FDIC Had Not Always Implemented Key Activities of its Information 
Security Program: 

An underlying reason for the information security weaknesses noted in 
the previous section is that, while FDIC has developed and documented 
a comprehensive corporate information security program, including 
documenting an information security risk management policy, developing 
security policies and procedures, documenting system security plans, 
and periodically testing information security controls, the 
corporation had not fully implemented its information security 
program. Specifically, it had not fully implemented its security 
policies and had not completed actions to remediate certain control 
weaknesses. In addition, FDIC had not applied security management 
controls to the programs and data in the loss-share loss estimation 
process. 

Security Program Elements Had Been Developed and Documented, but Not 
All Elements Had Been Fully Implemented: 

An entitywide information security management program is the 
foundation of a security control structure and a reflection of senior 
management's commitment to addressing security risks. The security 
management program should establish a framework and continuous cycle 
of activity for assessing risk, developing and implementing effective 
security procedures, and monitoring the effectiveness of these 
procedures. Without a well-designed program, security controls may be 
inadequate; responsibilities may be unclear, misunderstood, or 
improperly implemented; and controls may be inconsistently applied. 
FISMA requires each agency to develop, document, and implement an 
information security program that, among other things, includes: 

* periodic assessments of the risk and magnitude of harm that could 
result from the unauthorized access, use, disclosure, disruption, 
modification, or destruction of information and information systems; 

* policies and procedures that (1) are based on risk assessments, (2) 
cost effectively reduce information security risks to an acceptable 
level, (3) ensure that information security is addressed throughout 
the life cycle of each system, and (4) ensure compliance with 
applicable requirements; 

* plans for providing adequate information security for networks, 
facilities, and systems; 

* periodic testing and evaluation of the effectiveness of information 
security policies, procedures, and practices, to be performed with a 
frequency depending on risk, but no less than annually, and that 
includes testing of management, operational, and technical controls 
for every system identified in the agency's required inventory of 
major information systems; and: 

* a process for planning, implementing, evaluating, and documenting 
remedial actions to address any deficiencies in its information 
security policies, procedures, or practices. 

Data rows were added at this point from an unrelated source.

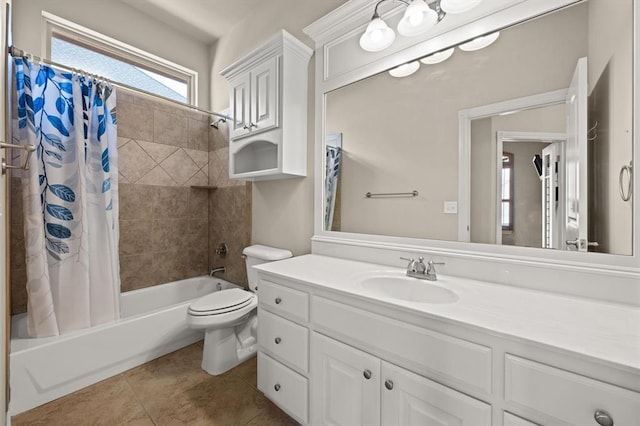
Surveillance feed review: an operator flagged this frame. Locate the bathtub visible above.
[8,276,238,416]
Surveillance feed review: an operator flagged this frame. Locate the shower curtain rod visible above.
[7,46,234,121]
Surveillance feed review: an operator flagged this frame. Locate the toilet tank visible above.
[242,244,293,291]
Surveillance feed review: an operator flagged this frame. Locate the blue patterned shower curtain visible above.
[14,58,120,337]
[324,145,342,231]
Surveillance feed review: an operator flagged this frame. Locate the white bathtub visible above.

FDIC had developed and documented a comprehensive corporate 
information security program that was consistent with FISMA 
requirements and had implemented some elements of its program, but had 
not fully implemented other elements. Specifically: 

* FDIC had developed and documented an IT security risk management 
policy that required all sensitive applications to periodically be 
assessed for the risk and magnitude of harm that could result from 
vulnerabilities and potential threats. 

* FDIC had not fully implemented its policies requiring that users be 
provided with only the minimum level of access required to allow them 
to perform their duties and that its computer security information 
response team monitor the progress of security patching activities by 
reviewing reports on the status of implementation. In addition, it had 
not fully implemented its policies for frequency of password changes 
and for storage of passwords. 

* FDIC had developed and documented security plans for all of the 
major systems we reviewed that addressed policies and procedures for 
providing management, operational, and technical controls, and had 
documented requirements for physically securing FDIC facilities. 

* FDIC had conducted annual periodic testing and evaluation of the 
effectiveness of the management, operational, and technical controls 
for the major systems we reviewed. 

* Although FDIC had established a process for planning, implementing, 
evaluating, and documenting remedial actions to address information 
security weaknesses, and had completed actions to remediate 26 of the 
33 control weaknesses we identified in our calendar year 2009 audit, 
the corporation had not yet completed actions to correct or mitigate 7 
of the previously reported weaknesses. For example, FDIC had not 
separated or partitioned the data network from the voice network, 
developed and documented policies and procedures for assigning access 
to systems and databases where application controls could be 
compromised, or fully implemented its monitoring program. 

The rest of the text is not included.